In clinical trials of glimepiride, 1053 of 3491 patients (30%) were > 65 years of age. No overall differences in safety or effectiveness were observed between these patients and younger patients, but greater sensitivity of some older individuals cannot be ruled out. There were no significant differences in glimepiride pharmacokinetics between patients with type 2 diabetes ≤65 years (n=49) and those > 65 years (n=42) [see Clinical Pharmacology ( 12.3 ) ].   Glimepiride is substantially excreted by the kidney. Elderly patients are more likely to have renal impairment. In addition, hypoglycemia may be difficult to recognize in the elderly [see Dosage and Administration ( 2.1 ) and Warnings and Precautions ( 5.1 ) ]. Use caution when initiating glimepiride and increasing the dose of glimepiride tablets in this patient population.
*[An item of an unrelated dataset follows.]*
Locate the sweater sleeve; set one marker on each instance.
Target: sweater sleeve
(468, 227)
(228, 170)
Studies in rats at doses of up to 5000 parts per million (ppm) in complete feed (approximately 340 times the maximum recommended human dose, based on surface area) for 30 months showed no evidence of carcinogenesis. In mice, administration of glimepiride for 24 months resulted in an increase in benign pancreatic adenoma formation that was dose-related and was thought to be the result of chronic pancreatic stimulation. No adenoma formation in mice was observed at a dose of 320 ppm in complete feed, or 46 to 54 mg/kg body weight/day. This is at least 28 times the maximum human recommended dose of 8 mg once daily based on surface area. Glimepiride was non-mutagenic in a battery of in vitro and in vivo mutagenicity studies (Ames test, somatic cell mutation, chromosomal aberration, unscheduled DNA synthesis, and mouse micronucleus test). There was no effect of glimepiride on male mouse fertility in animals exposed up to 2,500 mg/kg body weight ( > 1,500 times the maximum recommended human dose based on surface area). Glimepiride had no effect on the fertility of male and female rats administered up to 4,000 mg/kg body weight (approximately 4,000 times the maximum recommended human dose based on surface area).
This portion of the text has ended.